The base of the vessel is fixed to the bottom end
of an outer vessel shell 17 made of steel and comprising a
cylindrical main barrel section 18, an upwardly and
inwardly tapering roof section 19, and an upper
cylindrical section 21 and lid section 22 defining an
offgas chamber 26. Upper cylindrical section 21 is
provided with a large diameter outlet 23 for offgases and
the lid 22 has an opening 24 in which to mount a
downwardly extending gas injection lance for delivering a
hot air blast into the upper region of the vessel. The
hot gas injection lance is internally water cooled, being
provided with inner and outer annular coolant flow
passages for inward and outward flow of cooling water.
More particularly, this lance may be of the general
construction disclosed in United States Patent 6440356.

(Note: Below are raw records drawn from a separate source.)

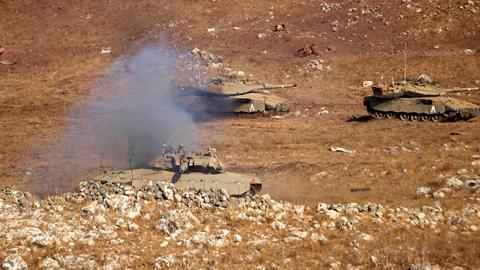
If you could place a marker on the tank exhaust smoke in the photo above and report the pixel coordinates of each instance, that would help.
(129, 113)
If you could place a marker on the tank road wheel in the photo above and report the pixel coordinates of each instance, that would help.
(414, 117)
(378, 115)
(390, 115)
(437, 118)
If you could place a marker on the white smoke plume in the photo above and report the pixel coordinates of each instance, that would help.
(127, 116)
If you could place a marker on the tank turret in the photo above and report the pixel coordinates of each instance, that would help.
(233, 97)
(416, 100)
(187, 170)
(185, 161)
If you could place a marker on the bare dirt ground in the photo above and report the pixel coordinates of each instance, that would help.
(57, 48)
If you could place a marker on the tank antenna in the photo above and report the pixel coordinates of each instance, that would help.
(131, 171)
(405, 62)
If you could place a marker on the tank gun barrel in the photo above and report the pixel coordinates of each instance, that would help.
(276, 86)
(460, 89)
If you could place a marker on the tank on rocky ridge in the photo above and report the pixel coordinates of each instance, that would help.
(418, 101)
(187, 170)
(233, 97)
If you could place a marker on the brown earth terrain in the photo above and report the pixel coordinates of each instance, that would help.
(57, 48)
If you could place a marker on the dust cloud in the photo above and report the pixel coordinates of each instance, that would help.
(126, 118)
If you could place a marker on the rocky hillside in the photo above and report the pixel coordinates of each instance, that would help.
(115, 227)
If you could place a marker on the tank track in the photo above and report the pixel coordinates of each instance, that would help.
(410, 116)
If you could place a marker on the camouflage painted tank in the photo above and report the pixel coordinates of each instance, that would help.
(418, 102)
(187, 170)
(233, 97)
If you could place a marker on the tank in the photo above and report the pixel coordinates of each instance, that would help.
(187, 170)
(220, 97)
(416, 101)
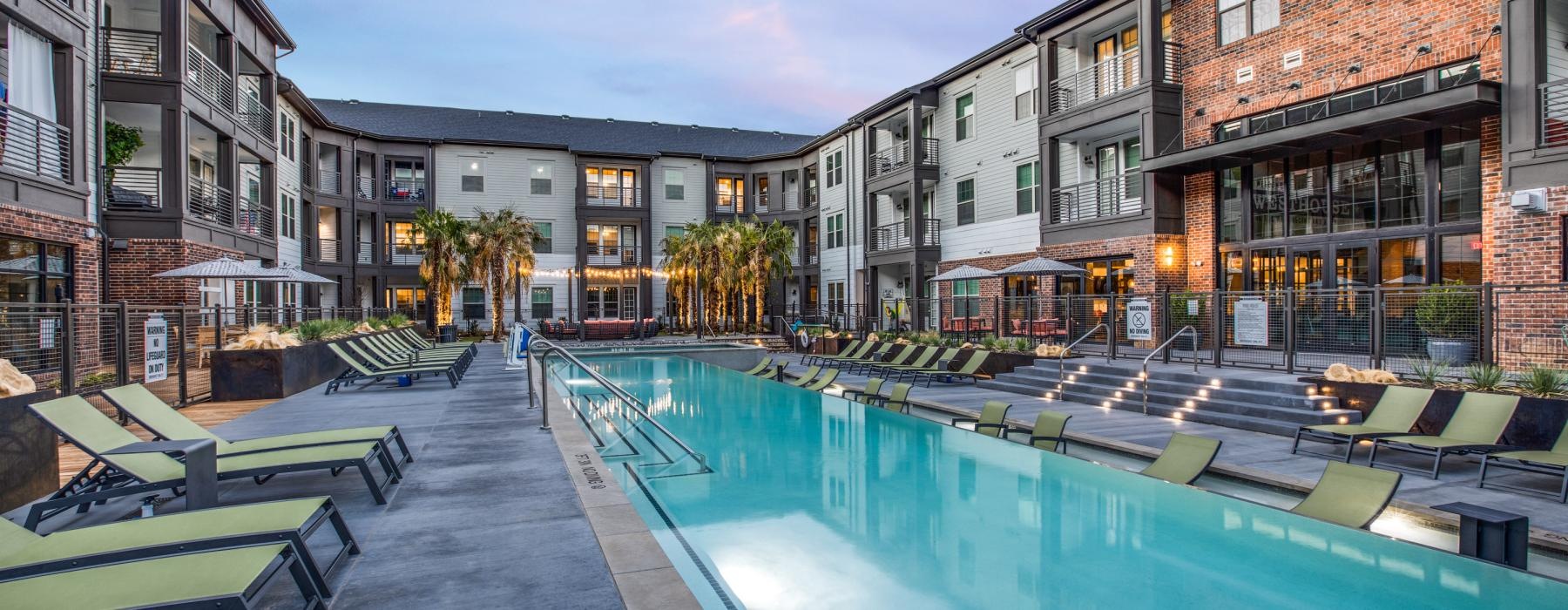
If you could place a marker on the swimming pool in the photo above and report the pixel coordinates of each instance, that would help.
(819, 502)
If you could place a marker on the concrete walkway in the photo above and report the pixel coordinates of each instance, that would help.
(1246, 453)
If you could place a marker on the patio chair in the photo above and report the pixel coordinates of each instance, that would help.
(991, 421)
(1186, 457)
(25, 554)
(360, 370)
(1048, 431)
(229, 578)
(1395, 414)
(131, 474)
(1551, 461)
(164, 421)
(1474, 429)
(1350, 496)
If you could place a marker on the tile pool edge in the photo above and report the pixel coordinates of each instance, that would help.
(642, 571)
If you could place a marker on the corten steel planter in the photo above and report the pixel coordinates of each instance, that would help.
(1536, 421)
(274, 374)
(29, 452)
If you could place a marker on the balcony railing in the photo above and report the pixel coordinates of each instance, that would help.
(613, 256)
(133, 188)
(132, 52)
(613, 196)
(405, 190)
(331, 182)
(207, 78)
(1109, 196)
(33, 145)
(899, 235)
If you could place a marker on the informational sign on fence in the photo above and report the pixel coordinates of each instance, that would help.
(156, 349)
(1252, 322)
(1140, 320)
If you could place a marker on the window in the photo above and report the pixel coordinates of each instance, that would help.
(966, 201)
(1026, 180)
(541, 176)
(964, 112)
(31, 272)
(1246, 17)
(1024, 86)
(472, 174)
(674, 184)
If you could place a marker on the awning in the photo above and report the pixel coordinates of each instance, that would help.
(1418, 113)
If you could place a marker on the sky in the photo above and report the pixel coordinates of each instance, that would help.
(799, 66)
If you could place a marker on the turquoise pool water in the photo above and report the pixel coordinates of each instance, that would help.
(815, 502)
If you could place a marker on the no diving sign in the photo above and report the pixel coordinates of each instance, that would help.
(1140, 320)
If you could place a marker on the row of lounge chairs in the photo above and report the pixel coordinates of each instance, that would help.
(1474, 429)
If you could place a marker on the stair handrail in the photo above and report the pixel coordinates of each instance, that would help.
(1062, 376)
(1166, 345)
(637, 405)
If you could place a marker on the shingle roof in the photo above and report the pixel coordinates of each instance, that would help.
(576, 133)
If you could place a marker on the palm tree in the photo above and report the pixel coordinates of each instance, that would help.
(501, 250)
(444, 237)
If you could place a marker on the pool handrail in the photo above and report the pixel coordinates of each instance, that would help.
(637, 405)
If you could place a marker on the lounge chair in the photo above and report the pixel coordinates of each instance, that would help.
(25, 554)
(1551, 461)
(1395, 414)
(213, 579)
(1048, 431)
(1350, 496)
(1184, 458)
(822, 382)
(1474, 429)
(96, 435)
(148, 410)
(991, 421)
(361, 370)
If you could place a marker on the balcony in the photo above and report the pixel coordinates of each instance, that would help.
(207, 78)
(409, 192)
(132, 52)
(133, 188)
(33, 145)
(886, 162)
(613, 256)
(899, 235)
(613, 196)
(1105, 198)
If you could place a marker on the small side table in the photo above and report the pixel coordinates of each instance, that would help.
(1491, 535)
(201, 466)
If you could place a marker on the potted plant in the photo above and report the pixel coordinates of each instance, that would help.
(1448, 314)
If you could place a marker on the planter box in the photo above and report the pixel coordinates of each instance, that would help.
(274, 374)
(29, 452)
(1536, 422)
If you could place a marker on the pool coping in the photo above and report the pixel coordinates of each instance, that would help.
(642, 571)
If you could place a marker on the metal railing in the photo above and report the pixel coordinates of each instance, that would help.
(33, 145)
(1109, 196)
(133, 188)
(129, 51)
(207, 78)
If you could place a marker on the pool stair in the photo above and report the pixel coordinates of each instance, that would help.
(1266, 403)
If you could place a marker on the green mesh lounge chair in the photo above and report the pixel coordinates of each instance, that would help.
(361, 370)
(1395, 414)
(1474, 429)
(1048, 433)
(991, 421)
(213, 579)
(1350, 496)
(25, 554)
(1184, 458)
(1552, 461)
(148, 410)
(145, 474)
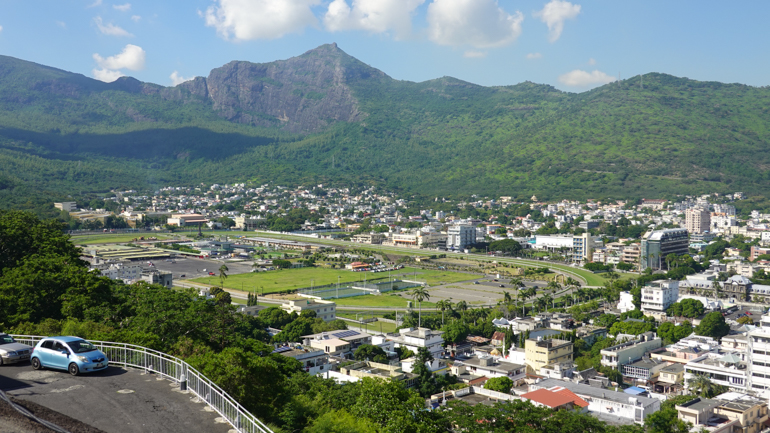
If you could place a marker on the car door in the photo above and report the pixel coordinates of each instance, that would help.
(59, 356)
(44, 352)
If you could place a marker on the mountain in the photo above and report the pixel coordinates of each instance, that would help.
(326, 117)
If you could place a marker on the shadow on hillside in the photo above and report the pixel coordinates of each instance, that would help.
(182, 143)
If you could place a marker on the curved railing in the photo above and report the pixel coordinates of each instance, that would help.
(165, 365)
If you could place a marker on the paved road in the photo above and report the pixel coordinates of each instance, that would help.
(115, 400)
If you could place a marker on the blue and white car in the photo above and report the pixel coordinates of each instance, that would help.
(11, 351)
(72, 354)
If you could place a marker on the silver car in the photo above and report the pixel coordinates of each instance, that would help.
(11, 351)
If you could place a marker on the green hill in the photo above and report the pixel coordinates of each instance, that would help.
(327, 117)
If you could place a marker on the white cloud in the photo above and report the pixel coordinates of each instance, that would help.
(132, 57)
(470, 54)
(554, 14)
(259, 19)
(376, 16)
(478, 23)
(106, 75)
(579, 78)
(110, 29)
(177, 79)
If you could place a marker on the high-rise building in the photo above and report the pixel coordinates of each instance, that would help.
(656, 245)
(697, 220)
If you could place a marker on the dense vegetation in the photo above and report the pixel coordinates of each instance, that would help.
(63, 134)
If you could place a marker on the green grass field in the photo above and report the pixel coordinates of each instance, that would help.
(276, 281)
(112, 238)
(433, 277)
(381, 301)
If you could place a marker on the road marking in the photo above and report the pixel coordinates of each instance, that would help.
(72, 388)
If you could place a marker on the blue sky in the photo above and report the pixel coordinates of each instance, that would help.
(572, 45)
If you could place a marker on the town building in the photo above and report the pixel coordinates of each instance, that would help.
(627, 352)
(489, 367)
(697, 220)
(66, 206)
(323, 309)
(413, 339)
(625, 408)
(540, 352)
(460, 237)
(658, 244)
(657, 296)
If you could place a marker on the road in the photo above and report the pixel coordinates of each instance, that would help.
(114, 400)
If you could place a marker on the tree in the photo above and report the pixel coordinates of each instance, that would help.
(223, 274)
(370, 352)
(713, 325)
(499, 384)
(420, 294)
(443, 305)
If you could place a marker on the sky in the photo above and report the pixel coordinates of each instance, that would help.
(572, 45)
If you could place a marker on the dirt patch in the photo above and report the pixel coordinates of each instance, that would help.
(13, 421)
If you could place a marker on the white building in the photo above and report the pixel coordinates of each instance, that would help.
(626, 302)
(460, 236)
(323, 309)
(414, 339)
(658, 296)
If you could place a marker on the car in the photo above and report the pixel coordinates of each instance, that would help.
(11, 351)
(72, 354)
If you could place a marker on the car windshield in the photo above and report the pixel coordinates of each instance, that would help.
(81, 346)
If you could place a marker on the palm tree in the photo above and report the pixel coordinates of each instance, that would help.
(420, 294)
(701, 385)
(223, 274)
(443, 305)
(462, 306)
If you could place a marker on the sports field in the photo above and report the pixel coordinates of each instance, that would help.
(285, 279)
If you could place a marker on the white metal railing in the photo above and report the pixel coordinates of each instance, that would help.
(129, 355)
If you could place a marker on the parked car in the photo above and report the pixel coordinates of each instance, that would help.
(11, 351)
(72, 354)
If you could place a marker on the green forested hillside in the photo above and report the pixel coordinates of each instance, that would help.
(63, 133)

The main cylindrical section 18 of the shell has
eight circumferentially spaced tubular mountings 25
through which to extend solids injection lances for
injecting iron ore, carbonaceous material, and fluxes into
the bottom part of the vessel. The solids injection lances
are also internally water cooled, being provided with
inner and outer annular coolant flow passages for inward
and return flows of cooling water. More particularly, the
solids injection lances may be of the general construction
disclosed in United States Patent 6398842.
In use the vessel contains a molten bath of iron
and slag and the upper part of the vessel must contain hot
gases under high pressure and extremely high temperatures
of the order of 1200 C. The vessel is therefore required
to operate as a pressure vessel over long periods and it
must be of robust construction and completely sealed.
Access to the interior of the vessel is extremely limited,
access essentially being limited on shut down through lid
opening 24 and reline access doors 27.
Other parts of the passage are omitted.